Franz GertschThe Swiss artist, acclaimed for his large-scale hyperrealist paintings that captured the frenzied energy of the counterculture of the 60s and 70s, died in hospital in Riggisberg, Switzerland, on December 21. he was 92 years old.
The death was confirmed in a statement from the Franz Museum in Burgdorf, Switzerland, which holds a large collection of his work. Gertsch is survived by his wife Maria Mir and five children.
For more than 50 years, Gertsch has devised techniques for painting and printmaking, capturing not only the likeness of his subjects, but their essence in breathtaking detail. His early scrupulous landscape gave way to a sociological study of the fringes of Swiss society: punks, performers and gender nonconformists. His High His Contrast His palette gave a spotlight effect like a Polaroid flash. These tableaus (or “portraits of situations”) have a crowded and dynamic nature that gives the impression of remembrance rather than remembrance.
“It was like watching the past reconstructed as a parallel present through photographs magnified to gigantic scale and the almost hallucinatory precision of neon-like colors,” said the Geneva-based artist. , Mai-Thu Perret writes: 2004 essay About Frieze’s Gertsch.
His most famous work is a series of five paintings of influential rocker Patti Smith. He was fascinated by Robert Mapplethorpe’s photograph of Smith, from the cover of his 1974 debut album Horses, staring coolly in a crisp white button-down. Inviting her to pose in her studio, mocking the cameras, fiddling with amplifiers, and perpetually portraying her as she sat down and reached out to grab the trail of her thoughts. He had come to see her perform the previous year and filmed the show with her camera, flashing which had plagued Smith. She crumpled up a piece of paper and threw it at him from the stage – another moment he recreated on canvas.

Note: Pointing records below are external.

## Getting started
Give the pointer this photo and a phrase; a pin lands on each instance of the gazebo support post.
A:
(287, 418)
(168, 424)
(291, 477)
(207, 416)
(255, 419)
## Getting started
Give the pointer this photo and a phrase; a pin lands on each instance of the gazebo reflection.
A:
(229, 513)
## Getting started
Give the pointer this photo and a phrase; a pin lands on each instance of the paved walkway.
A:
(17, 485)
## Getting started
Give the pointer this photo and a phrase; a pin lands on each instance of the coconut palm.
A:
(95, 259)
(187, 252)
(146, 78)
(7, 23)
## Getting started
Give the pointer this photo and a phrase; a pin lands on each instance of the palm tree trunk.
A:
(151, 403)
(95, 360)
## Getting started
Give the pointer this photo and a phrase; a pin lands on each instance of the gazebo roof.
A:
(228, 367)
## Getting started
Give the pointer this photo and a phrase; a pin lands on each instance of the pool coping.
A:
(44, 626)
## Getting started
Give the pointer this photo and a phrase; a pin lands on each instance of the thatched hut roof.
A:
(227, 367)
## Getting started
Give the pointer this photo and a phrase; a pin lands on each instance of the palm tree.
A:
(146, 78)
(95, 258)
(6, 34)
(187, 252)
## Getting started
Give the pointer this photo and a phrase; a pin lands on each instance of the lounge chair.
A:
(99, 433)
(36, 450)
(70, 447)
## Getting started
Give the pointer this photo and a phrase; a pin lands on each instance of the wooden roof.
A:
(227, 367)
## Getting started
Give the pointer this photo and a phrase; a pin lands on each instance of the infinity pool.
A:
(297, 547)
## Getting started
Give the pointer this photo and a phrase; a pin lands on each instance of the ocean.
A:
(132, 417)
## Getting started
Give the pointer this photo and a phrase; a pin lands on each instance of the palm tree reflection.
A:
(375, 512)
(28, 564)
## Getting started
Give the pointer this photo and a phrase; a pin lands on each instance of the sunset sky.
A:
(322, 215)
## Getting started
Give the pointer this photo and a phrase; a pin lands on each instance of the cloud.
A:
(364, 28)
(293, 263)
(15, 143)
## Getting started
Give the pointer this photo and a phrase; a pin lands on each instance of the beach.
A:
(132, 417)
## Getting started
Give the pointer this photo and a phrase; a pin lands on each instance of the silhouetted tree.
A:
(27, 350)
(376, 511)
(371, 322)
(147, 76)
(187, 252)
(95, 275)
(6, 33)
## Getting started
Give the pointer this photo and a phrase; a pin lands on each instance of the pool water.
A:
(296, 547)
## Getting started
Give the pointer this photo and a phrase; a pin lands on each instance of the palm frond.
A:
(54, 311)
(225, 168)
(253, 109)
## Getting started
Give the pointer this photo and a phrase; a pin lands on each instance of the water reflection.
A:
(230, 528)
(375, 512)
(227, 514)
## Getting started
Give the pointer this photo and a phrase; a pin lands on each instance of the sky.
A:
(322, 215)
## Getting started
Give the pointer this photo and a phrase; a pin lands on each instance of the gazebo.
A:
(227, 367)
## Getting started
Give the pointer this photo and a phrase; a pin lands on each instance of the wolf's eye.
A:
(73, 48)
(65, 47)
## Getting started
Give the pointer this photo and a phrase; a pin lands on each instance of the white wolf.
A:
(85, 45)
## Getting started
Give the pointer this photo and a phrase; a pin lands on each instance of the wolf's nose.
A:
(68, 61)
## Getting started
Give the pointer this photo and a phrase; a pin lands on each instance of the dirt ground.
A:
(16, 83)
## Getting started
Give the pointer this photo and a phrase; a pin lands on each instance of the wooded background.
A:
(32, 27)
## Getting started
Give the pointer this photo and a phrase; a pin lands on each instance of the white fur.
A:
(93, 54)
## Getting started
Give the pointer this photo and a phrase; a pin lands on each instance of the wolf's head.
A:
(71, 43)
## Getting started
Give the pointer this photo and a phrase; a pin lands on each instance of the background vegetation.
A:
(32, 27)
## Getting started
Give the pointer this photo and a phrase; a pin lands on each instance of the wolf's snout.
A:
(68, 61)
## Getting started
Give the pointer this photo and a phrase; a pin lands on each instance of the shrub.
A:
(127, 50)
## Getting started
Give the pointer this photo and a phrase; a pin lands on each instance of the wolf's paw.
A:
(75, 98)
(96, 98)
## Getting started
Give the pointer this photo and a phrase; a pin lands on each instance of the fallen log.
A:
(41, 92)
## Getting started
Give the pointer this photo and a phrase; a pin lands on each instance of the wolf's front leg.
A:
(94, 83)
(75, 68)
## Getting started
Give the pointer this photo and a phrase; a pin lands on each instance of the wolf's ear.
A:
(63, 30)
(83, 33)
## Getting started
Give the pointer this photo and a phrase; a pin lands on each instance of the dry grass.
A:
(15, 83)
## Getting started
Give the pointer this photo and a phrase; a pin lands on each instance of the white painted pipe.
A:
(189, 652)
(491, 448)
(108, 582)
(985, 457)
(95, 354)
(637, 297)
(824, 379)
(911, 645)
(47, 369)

“Draw the world,” Gertsch once said. “Like someone who has just landed on a mountain from another planet.”
Franz Gertsch was born on March 8, 1930 in Mörigen, Switzerland. He dropped out of school to study painting at a school in Bern run by the abstract Impressionist painter Max von Mühlenen, before traveling to Europe to explore his visual style. In 1969, he completed his first large-scale painting, based on the photograph “Huaa…!” drawn from a still from the 1968 film Assault of the Light Brigade.
For nearly twenty years, he devoted himself to photorealist painting. In the early seventies, the snapshots he took of the artists Nonbinary his members of his commune became the basis for the groundbreaking painting exhibition held in Lucerne, Switzerland in 1974. Strikingly detailed and structured with a photojournalist’s sense of storytelling, the paintings shocked Switzerland’s subdued art scene.

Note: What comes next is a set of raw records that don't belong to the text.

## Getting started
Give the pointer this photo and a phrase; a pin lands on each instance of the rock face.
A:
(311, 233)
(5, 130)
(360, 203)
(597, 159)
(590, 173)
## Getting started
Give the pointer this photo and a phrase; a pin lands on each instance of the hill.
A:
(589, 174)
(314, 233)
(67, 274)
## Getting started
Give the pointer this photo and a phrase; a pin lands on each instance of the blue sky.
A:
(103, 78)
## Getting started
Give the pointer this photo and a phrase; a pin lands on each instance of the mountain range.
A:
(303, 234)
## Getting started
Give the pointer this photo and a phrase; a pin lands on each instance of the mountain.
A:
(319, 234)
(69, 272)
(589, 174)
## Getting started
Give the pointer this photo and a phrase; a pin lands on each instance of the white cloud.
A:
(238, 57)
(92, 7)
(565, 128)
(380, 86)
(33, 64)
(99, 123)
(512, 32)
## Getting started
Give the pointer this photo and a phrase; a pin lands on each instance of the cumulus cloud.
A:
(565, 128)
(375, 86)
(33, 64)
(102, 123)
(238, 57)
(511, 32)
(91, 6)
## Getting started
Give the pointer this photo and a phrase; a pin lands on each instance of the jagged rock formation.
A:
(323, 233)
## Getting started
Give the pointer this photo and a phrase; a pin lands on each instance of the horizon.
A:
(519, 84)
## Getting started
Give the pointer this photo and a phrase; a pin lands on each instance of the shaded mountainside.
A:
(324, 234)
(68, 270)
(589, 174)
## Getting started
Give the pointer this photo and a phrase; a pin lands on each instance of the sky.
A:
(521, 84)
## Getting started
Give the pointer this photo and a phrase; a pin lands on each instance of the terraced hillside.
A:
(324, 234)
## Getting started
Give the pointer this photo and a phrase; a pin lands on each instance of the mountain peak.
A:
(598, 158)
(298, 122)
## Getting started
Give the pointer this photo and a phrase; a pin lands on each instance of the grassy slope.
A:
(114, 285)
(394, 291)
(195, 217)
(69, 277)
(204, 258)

In the 80’s he quit painting in favor of woodcuts where images are created by filling small holes with pigment. His scenes appeared as monochromatic washes of color interspersed with delicate depictions of figures and plants. This style was not well received and later reverted to photo-based painting.
He touched on his fluent style in 2011’s Oral History, saying that his path between subject and medium was “always intuitive.”
“I didn’t do it all in my head,” he said.